Hannity and Colmes—and Malik Shabazz: Did the Justice Department mishandle a voter intimidation case against the New Black Panther Party? Race was all over the news last week. This story was one of the vehicles.

Before we recommend a new column, let’s sing some words of praise for this report by Tom Allison of Media Matters.

The New Black Panther Party has never been an especially influential group—unless you were watching the Fox News Channel during parts of the last decade. In particular, the now-defunct program Hannity & Colmes interviewed New Black Panther leaders with great regularity, offering silly, ginned-up examples of High Racial Tension and Peril. For an example of the kind of nonsense this program routinely offered, here’s the start of an interview in 2003—the first appearance by Malik Shabazz since becoming the party’s national chairman:

COLMES (7/9/03): Welcome back to Hannity & Colmes.

The New Black Panther Party is making headlines again. Just last week during a press conference held in Morristown, New Jersey, their national chairman announced they would demand $20,000 from the mayor and town council to support a Million Youth March they plan to hold in September. So what's their agenda and why should tax dollars be expected to pay for it? Joining with us an answer, we hope, the national chairman of the New Black Panther Party, Malik Shabazz.

Welcome back to Hannity & Colmes, Malik. Why should the city give you $20,000? For what?

SHABAZZ: Because there is gang violence, there are underprivileged, uneducated black youth in Morristown, throughout the cities of America, but specifically in Morristown. And city council members and administrators of project homes in Morristown have asked us come help. So we're demanding that the major and city council are asking that they release funds to help black youth get to New York—

HANNITY: You're saying “demanding.” You know, “demanding” has a certain ring to it. When you make a “demand,” what if the demand is not met? Isn't “demand” a little different than “ask,” and what happens if your demand is not met?

Shabazz was “demanding” a big bag of money! This sort of nonsense was routinely churned on Hannity & Colmes during the last decade. In his report at Media Matters, Allison listed the dozens of times New Black Panther leaders were featured on Fox programs, most often on Hannity & Colmes. Indeed, Shabazz appeared on this program so much, it almost could have received a face lift. At times, we thought the program might change its name to Hannity and Colmes—now, with Malik Shabazz!

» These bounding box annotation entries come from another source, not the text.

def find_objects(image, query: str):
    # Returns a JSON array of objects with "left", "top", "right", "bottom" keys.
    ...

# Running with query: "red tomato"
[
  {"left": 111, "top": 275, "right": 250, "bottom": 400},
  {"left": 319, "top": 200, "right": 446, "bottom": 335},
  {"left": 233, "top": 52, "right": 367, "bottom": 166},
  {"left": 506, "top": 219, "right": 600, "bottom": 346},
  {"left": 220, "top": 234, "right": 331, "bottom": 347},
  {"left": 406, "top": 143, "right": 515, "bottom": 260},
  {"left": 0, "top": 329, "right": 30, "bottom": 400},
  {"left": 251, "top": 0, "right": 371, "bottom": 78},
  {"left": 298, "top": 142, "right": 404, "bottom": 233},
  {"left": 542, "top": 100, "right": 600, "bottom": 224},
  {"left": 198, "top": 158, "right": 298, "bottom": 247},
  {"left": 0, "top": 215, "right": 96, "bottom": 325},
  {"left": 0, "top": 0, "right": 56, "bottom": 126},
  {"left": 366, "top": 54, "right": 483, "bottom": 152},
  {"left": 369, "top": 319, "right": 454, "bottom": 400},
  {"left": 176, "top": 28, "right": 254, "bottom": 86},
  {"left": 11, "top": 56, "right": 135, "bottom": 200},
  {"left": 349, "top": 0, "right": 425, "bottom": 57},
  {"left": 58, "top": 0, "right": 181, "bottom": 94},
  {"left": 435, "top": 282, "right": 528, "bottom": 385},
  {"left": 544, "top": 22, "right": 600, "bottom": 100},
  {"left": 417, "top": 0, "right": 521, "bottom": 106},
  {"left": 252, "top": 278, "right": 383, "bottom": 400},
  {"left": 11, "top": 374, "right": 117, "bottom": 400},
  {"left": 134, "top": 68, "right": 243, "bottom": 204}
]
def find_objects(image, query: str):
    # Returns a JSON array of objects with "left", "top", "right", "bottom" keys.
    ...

These appearances were silly, clownish Cable Race Theater. Just consider the actual context surrounding this particular case:

According to a Nexis survey, there had been exactly zero “headlines” about this “demand” for $20,000 from Morristown. We’ll assume that Shabazz actually held the press conference Colmes described. But according to Nexis, no one other than Hannity & Colmes ever bothered to mention it. On July 2, two newspapers (Newsday and the New York Daily News) had done short news reports about the fact that the Panthers were going to do another Million Youth March. But each report was 300 words long—and each stressed the troubled history of this event. “The most recent, in Harlem in 2000, drew only a few hundred people,” the Daily News reported.

That was the full extent of the news coverage preceding this Hannity & Colmes gong-show. But so what? The boys were soon debating Shabazz about who caused 9/11. (“You want to put that blame on the mantle of George W. Bush?” a troubled Alan Colmes gasped.)

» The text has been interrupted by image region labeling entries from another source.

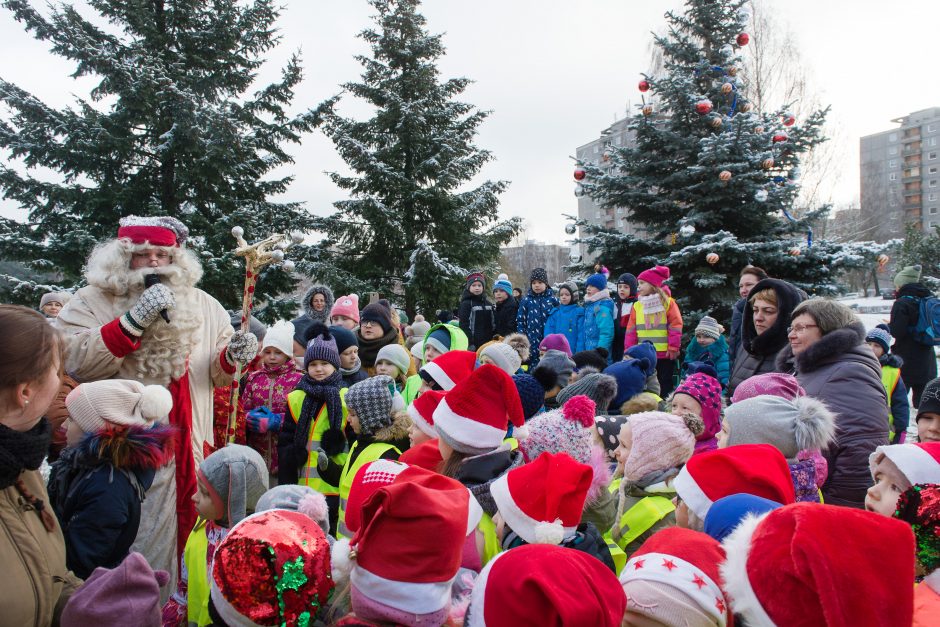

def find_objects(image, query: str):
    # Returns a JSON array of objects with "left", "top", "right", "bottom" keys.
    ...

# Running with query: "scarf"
[
  {"left": 294, "top": 370, "right": 343, "bottom": 454},
  {"left": 356, "top": 327, "right": 398, "bottom": 368},
  {"left": 0, "top": 418, "right": 52, "bottom": 490}
]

This interview was a ludicrous cable con; Colmes’ opening statement was a lie. In this way, this gruesome program tried to gin up racial excitement among its millions of viewers. Very few liberals have mentioned this history in the discussions of the past few weeks—but then, very few liberals ever watch actual programs on Fox. We send our compliments to Allison for recording this pitiful history.

For an intriguing column about another part of America’s racial fabric, we recommend this New York Times column by Ross Douthat, which we hope to discuss at a later date. Also, this fascinating review of the new book, Freedom Summer, also from today’s Times.

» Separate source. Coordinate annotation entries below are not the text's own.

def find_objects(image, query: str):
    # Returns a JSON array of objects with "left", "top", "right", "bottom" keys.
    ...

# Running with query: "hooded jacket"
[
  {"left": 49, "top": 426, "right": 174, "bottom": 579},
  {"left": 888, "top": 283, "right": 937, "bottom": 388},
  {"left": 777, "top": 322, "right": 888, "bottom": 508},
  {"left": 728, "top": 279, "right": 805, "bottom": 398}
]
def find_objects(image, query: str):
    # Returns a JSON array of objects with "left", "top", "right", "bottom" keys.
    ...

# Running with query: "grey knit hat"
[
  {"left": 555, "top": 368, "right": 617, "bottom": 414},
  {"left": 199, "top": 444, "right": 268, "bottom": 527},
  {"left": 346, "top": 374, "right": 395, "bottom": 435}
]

THE ROAD NOT IMAGINED (permalink): In his basic assessment, we’d have to say that Andrew Alexander was right: the Washington Post should have reported the New Black Panther story sooner than it did. (Alexander is the Post’s ombudsman. To read his assessment, click here.)

Point of comparison: The New York Times did a full news report on the New Black Panther flap on Wednesday, July 7. The Post didn’t publish a comparable effort until Thursday, July 15. On that day, Krissah Thompson’s report was clear and well-written—though it did have at least one major shortcoming, as was true with the Times report. But this story had become a major flap long before Thompson’s report appeared. The Post was slow off the mark in reporting this topic, just as Alexander says.

Joan Walsh’s claims to the side (see below), Alexander doesn’t hugely take sides in this dispute, which has boiled up from conservative sources. But we were struck by one key passage in Alexander’s report.

In the passage posted below, Alexander imagines who might turn out to be at fault if the Post would just get off its duff and report this complex affair. For our money, Alexander is reasonably fair-and-balanced in his presentation—as far as he’s willing to go.

That said, he fails to mention one obvious possible miscreant. He leaves this one party alone.

There’s a road Alexander refused to imagine. Who might turn out to be wrong in this case? A rather obvious possibility doesn’t seem to have entered his head:

ALEXANDER (7/18/10): The Post should never base coverage decisions on ideology, nor should it feel obligated to order stories simply because of blogosphere chatter from the right or the left.

But in this case, coverage is justified because it's a controversy that screams for clarity that The Post should provide. If Attorney General Eric H. Holder Jr. and his department are not colorblind in enforcing civil rights laws, they should be nailed. If the Commission on Civil Rights' investigation is purely partisan, that should be revealed. If [Christian] Adams is pursuing a right-wing agenda, he should be exposed.

National Editor Kevin Merida, who termed the controversy "significant," said he wished The Post had written about it sooner. The delay was a result of limited staffing and a heavy volume of other news on the Justice Department beat, he said.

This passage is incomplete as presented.